[ClusterLabs] FYI: regression using 2.0.0 / 1.1.19 Pacemaker Remote node with older cluster nodes

Tue Jul 17 20:57:06 UTC 2018

Upon further investigation, there is no problem when resource agents
are called by the cluster, which thankfully makes this issue less
significant.

The problem occurs when "crm_node -n" is called on the command line or
by a script, on a Pacemaker Remote node running 1.1.19 or 2.0.0 or
later, with cluster nodes running 1.1.18 or earlier. Upgrading cluster
nodes before Pacemaker Remote nodes avoids the issue.

If you have any custom resource agents, a good practice is to make sure
that they do not call any unnecessary commands (including "crm_node -n"
or "ocf_local_nodename") for meta-data actions. This will not only be
more efficient, but also make command-line meta-data calls immune to
issues like this.

A complete solution would make every command-line "crm_node -n" call
take longer and have more chances to fail, so I'm inclined to leave
this as a known issue, and rely on the workarounds.
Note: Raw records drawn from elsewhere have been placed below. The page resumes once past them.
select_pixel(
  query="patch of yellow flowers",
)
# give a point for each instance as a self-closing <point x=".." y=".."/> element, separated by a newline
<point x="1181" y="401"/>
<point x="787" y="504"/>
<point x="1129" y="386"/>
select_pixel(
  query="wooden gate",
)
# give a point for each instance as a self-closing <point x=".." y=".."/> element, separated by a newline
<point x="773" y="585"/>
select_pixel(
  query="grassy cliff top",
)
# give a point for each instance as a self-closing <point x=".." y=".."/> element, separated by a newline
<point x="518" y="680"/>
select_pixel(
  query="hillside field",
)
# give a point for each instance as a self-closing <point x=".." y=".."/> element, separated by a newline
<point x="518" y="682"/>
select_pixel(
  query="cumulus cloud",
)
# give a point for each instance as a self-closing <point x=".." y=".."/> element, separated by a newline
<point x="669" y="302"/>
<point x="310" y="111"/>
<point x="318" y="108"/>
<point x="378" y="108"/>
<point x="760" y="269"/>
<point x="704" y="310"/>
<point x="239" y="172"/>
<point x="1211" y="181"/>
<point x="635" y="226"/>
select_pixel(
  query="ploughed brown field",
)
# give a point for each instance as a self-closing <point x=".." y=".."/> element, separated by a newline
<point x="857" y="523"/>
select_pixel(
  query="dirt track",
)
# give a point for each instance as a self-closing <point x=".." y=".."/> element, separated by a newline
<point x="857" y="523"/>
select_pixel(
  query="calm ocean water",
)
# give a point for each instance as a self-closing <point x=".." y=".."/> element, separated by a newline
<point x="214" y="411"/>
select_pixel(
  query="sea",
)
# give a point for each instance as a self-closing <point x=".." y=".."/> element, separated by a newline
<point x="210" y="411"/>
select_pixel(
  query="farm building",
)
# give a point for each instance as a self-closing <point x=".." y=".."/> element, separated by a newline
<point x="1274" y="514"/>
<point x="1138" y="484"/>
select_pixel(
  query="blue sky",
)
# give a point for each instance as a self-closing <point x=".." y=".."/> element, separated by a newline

On Mon, 2018-07-16 at 09:21 -0500, Ken Gaillot wrote:
> Hi all,
> 
> The just-released Pacemaker 2.0.0 and 1.1.19 releases have an issue
> when a Pacemaker Remote node is upgraded before the cluster nodes.
> 
> Pacemaker 2.0.0 contains a fix (also backported to 1.1.19) for the
> longstanding issue of "crm_node -n" getting the wrong name when run
> on
> the command line of a Pacemaker Remote node whose node name is
> different from its local hostname.
> 
> However, the fix can cause resource agents running on a Pacemaker
> Remote node to hang when used with a cluster node older than 2.0.0 /
> 1.1.19.
> 
> The only workaround is to upgrade all cluster nodes before upgrading
> any Pacemaker Remote nodes (which is the recommended practice
> anyway).
-- 
Ken Gaillot <kgaillot at redhat.com>